Entre os convidados estavam o ministro do Supremo Tribunal Federal Marco Aurélio Mello, o cantor Gilberto Gil e os principais nomes do PSDB: o governador Geraldo Alckmin (SP), o senador Aécio Neves (MG) e o ex-governador José Serra (SP).
“Fernando Henrique não é um escritor, é um professor que tem uma obra muito importante, impecável do ponto de vista intelectual, com todas as condições de integrar a Academia”, disse Serra. “Foi uma belíssima escolha, ele tem uma contribuição efetiva a dar, é um sociólogo, um homem internacional, um humanista”, afirmou Mello.

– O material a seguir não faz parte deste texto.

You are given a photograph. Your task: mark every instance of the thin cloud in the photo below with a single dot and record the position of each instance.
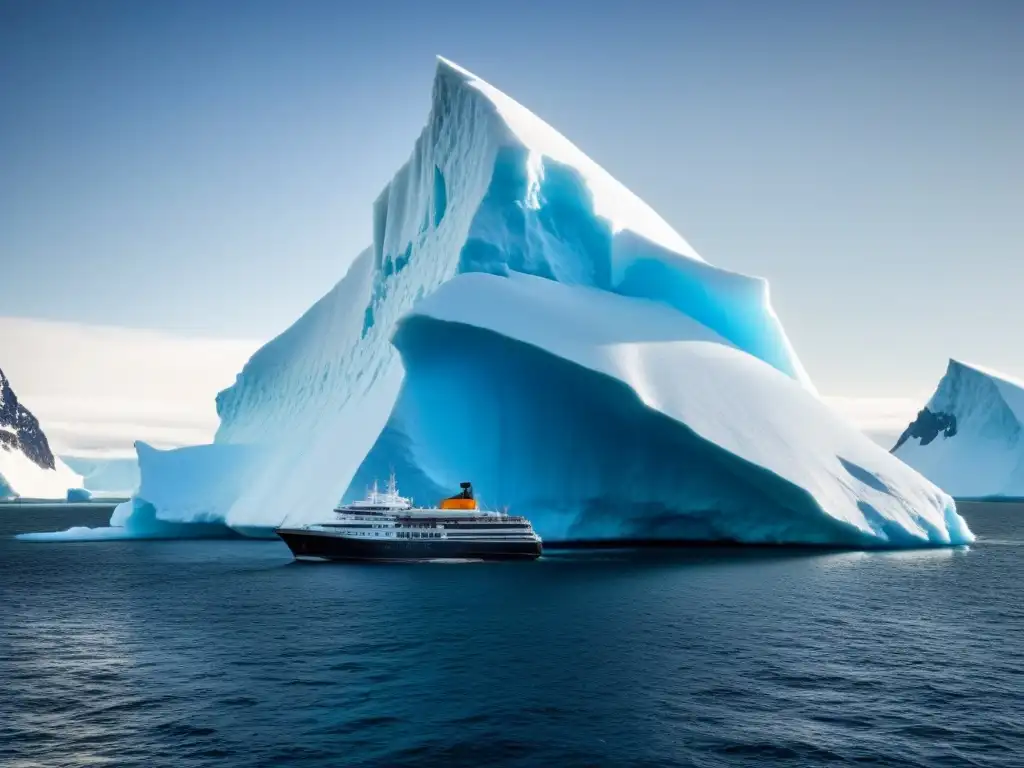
(96, 389)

O evento aconteceu no salão nobre do Petit Trianon, o prédio histórico que serve de sede para a Academia, no centro do Rio. Vestindo o fardão de acadêmico, o ex-presidente iniciou seu discurso falando sobre a “importância dos rituais”, como aquele de que tomava parte, e fazendo referência a sua mulher, Ruth Cardoso (1930-2008).

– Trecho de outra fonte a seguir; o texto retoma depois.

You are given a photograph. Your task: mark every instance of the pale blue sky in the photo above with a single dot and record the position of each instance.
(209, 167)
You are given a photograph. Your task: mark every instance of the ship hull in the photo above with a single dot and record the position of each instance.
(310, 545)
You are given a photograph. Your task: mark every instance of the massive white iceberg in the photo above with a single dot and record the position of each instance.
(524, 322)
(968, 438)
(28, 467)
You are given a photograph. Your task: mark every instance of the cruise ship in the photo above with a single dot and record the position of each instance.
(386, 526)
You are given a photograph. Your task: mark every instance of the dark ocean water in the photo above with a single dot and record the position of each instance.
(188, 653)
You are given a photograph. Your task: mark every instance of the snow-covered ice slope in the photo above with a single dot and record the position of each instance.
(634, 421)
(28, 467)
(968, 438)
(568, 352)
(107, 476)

Seguindo a praxe, Fernando Henrique também homenageou cada um dos ocupantes da cadeira 36, como o poeta Afonso Celso (1860-1938) e o filósofo José Guilherme Merquior (1941-1991).
Na segunda metade de sua fala, FHC repassou sua trajetória e suas ideias: “Desenvolvimento, democracia, liberdade e igualdade eram e continuam a ser nossa obsessão. A esses objetivos dediquei meus esforços como intelectual e tentei alcançá-los em minha prática política”.
O ex-presidente elogiou os avanços democráticos das últimas décadas, mas afirmou que ainda falta “alma democrática” aos cidadãos: “Nossa cultura de favores e privilégios, de retraimento da responsabilidade pessoal e atribuição de culpa aos outros, principalmente ao governo e às coletividades, desobriga o cidadão a fazer sua parte, a sentir-se comprometido”.
O novo acadêmico fez ainda referência aos protestos de junho. “A ampliação da democracia e da liberdade de informação choca-se com as insuficiências da República. À inadequação das instituições acrescenta-se sua desmoralização, agravada por episódios de corrupção. Esboça-se entre nós, como em outros países, uma crise da democracia representativa.”
Ao fim do discurso, FHC assinou o livro de posse e recebeu os tradicionais adereços que compõem o figurino da ABL: o colar com uma medalha, entregue por Nélida Piñon; o diploma, entregue pelo historiador José Murilo de Carvalho, e a espada, dada por Eduardo Portella –que substituiu na função o decano da ABL, José Sarney.